Bekenntnis zum Anti-Intellektualismus

Und gerade diese Trias der intellektuellen Fähigkeiten ist es, die das Feuerwerk der Leidenschaften lenkt. Doch gerade diese Verve hält in der gewöhnlich-medialen Berichterstattung die Zügel. Und gerade hier zeigt sich die mediale Antinomie, die Unvereinbarkeit von Heldentum und Intellektualismus. Weil dem Bewunderer stets die Flamme des Juvenilen, der unreifen Glut anhaftet, ist er nicht imstande, zugleich vernunftgeleitet zu urteilen und eine eigene Position zu beziehen. Stattdessen heißt es: Carola hier, Carola dort. Nicht der Journalist leitet, sondern er lässt sich navigieren.

Was folgt aus all dem für einen großen Teil der deutschen Journalistenzunft? Spricht es für die Unfähigkeit oder die Inkompetenz, für die Karrierebesessenheit oder die Gemütlichkeit, für die Leidenschaft oder den Unwillen? Alles und nichts. Denn wie man es wendet und dreht, dringend folgt hieraus ein Bekenntnis, namentlich dasjenige zum Anti-Intellektualismus. Oder im hiesigen Journalistenjargon formuliert: die Entscheidung zur „Gala“-Berichterstattung für Intellektuelle.

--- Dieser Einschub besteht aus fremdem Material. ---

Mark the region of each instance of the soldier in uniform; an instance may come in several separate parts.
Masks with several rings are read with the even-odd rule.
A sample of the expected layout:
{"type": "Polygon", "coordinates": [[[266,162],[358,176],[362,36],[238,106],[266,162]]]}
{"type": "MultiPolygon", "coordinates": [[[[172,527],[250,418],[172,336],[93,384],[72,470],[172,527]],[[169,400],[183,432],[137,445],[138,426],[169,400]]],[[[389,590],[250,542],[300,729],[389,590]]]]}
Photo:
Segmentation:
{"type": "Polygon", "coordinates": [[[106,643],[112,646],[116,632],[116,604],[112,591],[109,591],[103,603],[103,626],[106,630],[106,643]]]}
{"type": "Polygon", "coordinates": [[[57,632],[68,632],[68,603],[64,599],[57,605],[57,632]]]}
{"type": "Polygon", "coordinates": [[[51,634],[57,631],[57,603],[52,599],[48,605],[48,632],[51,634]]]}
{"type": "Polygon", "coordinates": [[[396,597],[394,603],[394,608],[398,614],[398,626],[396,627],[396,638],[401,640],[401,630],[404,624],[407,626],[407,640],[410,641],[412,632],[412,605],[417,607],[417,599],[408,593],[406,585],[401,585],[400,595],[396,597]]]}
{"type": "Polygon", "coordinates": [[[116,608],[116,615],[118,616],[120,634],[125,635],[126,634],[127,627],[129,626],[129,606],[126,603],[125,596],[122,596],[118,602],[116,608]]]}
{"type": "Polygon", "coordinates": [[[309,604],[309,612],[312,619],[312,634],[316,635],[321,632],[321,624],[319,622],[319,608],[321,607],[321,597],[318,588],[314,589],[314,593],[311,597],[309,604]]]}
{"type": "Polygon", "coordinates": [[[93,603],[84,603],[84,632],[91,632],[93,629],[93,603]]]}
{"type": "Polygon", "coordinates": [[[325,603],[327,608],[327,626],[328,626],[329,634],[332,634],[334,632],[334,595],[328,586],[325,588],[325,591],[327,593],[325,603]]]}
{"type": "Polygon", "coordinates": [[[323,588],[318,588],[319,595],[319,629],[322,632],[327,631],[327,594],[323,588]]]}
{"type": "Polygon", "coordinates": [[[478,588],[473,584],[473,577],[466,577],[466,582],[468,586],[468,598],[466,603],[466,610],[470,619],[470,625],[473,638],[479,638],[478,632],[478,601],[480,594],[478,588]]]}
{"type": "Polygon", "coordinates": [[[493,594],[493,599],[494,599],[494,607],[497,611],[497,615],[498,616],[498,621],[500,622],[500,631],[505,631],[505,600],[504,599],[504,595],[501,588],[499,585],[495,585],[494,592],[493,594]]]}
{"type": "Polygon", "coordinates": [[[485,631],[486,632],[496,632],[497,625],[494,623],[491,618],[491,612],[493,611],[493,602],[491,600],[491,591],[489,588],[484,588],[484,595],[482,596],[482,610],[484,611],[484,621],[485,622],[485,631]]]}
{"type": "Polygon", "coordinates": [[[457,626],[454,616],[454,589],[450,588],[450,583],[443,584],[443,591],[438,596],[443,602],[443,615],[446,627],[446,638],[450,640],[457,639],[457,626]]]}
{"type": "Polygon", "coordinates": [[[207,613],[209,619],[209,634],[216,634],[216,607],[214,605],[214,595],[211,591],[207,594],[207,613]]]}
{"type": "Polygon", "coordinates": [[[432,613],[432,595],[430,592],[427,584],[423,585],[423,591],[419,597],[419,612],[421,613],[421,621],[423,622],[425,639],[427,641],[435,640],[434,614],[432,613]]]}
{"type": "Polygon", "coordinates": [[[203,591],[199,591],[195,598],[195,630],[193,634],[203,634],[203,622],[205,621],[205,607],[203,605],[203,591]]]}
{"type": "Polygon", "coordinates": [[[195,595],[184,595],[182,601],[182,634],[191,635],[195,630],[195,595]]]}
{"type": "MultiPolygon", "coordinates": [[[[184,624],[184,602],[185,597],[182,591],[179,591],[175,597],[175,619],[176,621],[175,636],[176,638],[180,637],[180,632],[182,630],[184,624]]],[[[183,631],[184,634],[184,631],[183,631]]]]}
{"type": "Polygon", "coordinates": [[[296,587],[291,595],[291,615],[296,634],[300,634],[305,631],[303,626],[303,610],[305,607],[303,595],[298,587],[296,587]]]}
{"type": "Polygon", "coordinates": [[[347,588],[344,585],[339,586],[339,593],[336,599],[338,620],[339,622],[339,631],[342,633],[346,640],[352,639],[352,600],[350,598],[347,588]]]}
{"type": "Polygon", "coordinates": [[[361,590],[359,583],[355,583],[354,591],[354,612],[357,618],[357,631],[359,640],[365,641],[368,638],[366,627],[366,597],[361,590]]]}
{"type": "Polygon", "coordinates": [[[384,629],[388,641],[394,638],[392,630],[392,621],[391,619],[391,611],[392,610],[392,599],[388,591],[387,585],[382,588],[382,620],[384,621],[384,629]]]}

Nicht die Ambition, zu den Besten gehören zu wollen, vielmehr die breite Masse zu erreichen, der Klatsch und der Tratsch, spornen sie an. Sie wollen nicht „bravouieren“, sondern Anerkennung und Sensation. Sie wollen nicht denken, sondern fühlen und brennen. Die deutsche Berichterstattung um das Klima-Dream-Team Greta, Luisa und Carola spricht hier Bände. Nicht um die Sache des Klimawandels geht es, sondern um einen Personenkult.

Die intellektuelle Schweigespirale

Bereits der streitbare österreichische Journalist und Pionier der Medienkritik Karl Kraus (1874-1936) behauptete, dass es die Mission der Presse sei, Geist zu verbreiten und die Aufnahmefähigkeit zu zerstören. Greta, Luisa und Carola zeigen, dass es sogar noch weiter gekommen ist. Letztendlich befindet sich nun die Aufnahmefähigkeit vieler Medienschaffender im Zerstörungsmodus. Wie das?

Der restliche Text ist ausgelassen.